AP: Il questo Cd c’è il Quintetto di Livorno, lo stesso con cui ho pubblicato nel 2008 il Progetto Macchiaioli, con due sostituzioni: Michele Vannucci al posto del mitico Riccardo Jenna (a cui peraltro è dedicato uno dei racconti del libro), perchè nello stesso periodo lavoravo con Michele al Cd con Paul McCandless (West Coast) e mi piaceva dare spazio a Michele con cui iniziavo ad avere un ottimo rapporto; e Tony Cattano al trombone al posto di Dimitri Espinoza (sax) perchè con Dimitri ho sempre avuto un rapporto conflittuale; ci stimiamo molto e credo che ci vogliamo bene, ma non c’è verso di capirsi.
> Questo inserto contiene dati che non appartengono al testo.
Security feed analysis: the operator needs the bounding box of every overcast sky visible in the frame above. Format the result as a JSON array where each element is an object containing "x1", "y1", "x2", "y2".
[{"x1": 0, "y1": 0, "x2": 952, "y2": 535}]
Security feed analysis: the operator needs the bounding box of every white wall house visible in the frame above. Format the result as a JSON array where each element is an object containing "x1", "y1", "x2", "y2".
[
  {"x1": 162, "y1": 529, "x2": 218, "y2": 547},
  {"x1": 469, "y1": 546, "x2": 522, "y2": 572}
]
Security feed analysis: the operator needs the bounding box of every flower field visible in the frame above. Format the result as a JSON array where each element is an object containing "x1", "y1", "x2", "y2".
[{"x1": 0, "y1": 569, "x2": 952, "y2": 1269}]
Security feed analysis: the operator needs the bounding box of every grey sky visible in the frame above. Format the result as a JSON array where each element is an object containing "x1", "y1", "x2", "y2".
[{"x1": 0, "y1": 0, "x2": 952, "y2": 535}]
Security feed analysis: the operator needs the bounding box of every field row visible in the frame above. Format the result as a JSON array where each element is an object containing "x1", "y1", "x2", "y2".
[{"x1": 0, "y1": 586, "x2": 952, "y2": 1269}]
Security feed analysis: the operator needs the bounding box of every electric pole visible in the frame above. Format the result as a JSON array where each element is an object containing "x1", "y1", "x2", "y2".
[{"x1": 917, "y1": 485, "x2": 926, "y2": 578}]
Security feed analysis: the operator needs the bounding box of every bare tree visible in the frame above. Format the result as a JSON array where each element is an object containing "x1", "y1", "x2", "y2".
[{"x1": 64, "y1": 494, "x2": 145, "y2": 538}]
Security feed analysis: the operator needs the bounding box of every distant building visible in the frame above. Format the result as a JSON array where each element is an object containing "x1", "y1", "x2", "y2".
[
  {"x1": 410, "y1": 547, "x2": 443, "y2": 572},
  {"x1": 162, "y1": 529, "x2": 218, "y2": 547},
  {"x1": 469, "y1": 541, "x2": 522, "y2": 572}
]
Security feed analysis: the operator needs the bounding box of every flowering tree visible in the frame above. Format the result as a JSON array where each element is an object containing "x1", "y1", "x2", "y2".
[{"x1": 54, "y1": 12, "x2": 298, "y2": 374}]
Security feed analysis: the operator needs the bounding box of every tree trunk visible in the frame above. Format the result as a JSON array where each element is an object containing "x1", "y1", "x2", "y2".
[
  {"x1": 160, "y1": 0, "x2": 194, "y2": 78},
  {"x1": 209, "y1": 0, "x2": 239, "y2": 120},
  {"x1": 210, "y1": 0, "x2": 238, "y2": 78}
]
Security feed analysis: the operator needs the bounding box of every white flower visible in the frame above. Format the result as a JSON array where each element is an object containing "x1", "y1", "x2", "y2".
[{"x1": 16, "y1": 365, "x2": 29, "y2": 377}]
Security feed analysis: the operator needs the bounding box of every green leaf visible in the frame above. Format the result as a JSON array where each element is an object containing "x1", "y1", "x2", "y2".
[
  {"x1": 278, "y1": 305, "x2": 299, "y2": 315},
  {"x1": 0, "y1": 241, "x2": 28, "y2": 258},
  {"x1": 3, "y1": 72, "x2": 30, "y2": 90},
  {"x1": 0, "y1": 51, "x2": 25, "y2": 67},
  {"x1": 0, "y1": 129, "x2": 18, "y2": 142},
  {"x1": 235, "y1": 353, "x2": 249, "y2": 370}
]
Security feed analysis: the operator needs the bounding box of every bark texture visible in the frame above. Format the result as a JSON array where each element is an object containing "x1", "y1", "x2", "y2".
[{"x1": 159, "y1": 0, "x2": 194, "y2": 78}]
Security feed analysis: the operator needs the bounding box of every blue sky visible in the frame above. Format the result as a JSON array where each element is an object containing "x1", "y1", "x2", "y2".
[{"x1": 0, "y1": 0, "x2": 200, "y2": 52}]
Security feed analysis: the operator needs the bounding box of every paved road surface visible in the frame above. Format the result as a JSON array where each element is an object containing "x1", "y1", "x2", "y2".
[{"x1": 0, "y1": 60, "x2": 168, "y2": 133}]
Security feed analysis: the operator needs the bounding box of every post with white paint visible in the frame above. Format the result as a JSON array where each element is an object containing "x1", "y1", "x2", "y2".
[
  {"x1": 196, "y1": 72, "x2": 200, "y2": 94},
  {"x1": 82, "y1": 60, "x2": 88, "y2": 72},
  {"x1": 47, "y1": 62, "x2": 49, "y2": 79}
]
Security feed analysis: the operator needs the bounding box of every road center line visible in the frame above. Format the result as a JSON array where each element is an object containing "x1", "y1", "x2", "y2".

Tony è fantastico. Tino è un amico. È nato a Livorno e se lo ricorda ogni volta che suoniamo insieme: ama il mare e le triglie alla livornese, e le poche altre cose belle rimaste in questa strana città. È un musicista straordinario. Unisce una solida disciplina, uno studio accurato, una grande attenzione al suono con una grande spontaneità. Uno dei pochi sassofonisti italiani che ha sviluppato uno stile personale al di là di clichè e luoghi comuni.



JC: I tuoi nuovi progetti?


AP: Beh, oggi in Italia avere progetti di musica d’autore è davvero difficile. Siamo in un paese allo sfacelo dal punto di vista sociale, guidato da una classe politica fra le peggiori dell’occidente, corrotta all’inverosimile come affermano i dati noti a tutti; una classe politica piena di persone che dovrebbero stare letteralmente dietro le sbarre (ovvero condannate in terzo grado) e invece fanno le leggi, e moltissime altre che stanno subendo processi per reati di ogni tipo; come puoi progettare qualcosa? Non ci sono i referenti, non ci sono le competenze, non c’è più alcuna cultura artistica diffusa. Non diciamo che non ci sono i soldi: è falso. Balle. I soldi ci sono e più di prima, ma stanno tutti nelle tasche di pochi a causa di una cronicizzata ingiustizia sociale… Ormai lavoro quasi solo all’estero. Vorrei incidere un duo con Paul, proseguire il lavoro con Chiara e con Mattia, sperimentare, cercare un linguaggio comune fra il mio JazzLab livornese (un laboratorio a metà fra didattica e produzione) e la Banda Città di Livorno… lavorare con un quartetto di violoncelli… Chissà. Il mio progetto più importante è quello di continuare a amare le persone che amo e quello di fare del bene a più persone possibile facendo musica al meglio. Perchè continuo a credere nella musica, “di fronte all’ordine enigmatico dei sordi”. Fare musica fa bene davvero e non sai quanto. Senza la musica si muore, veramente!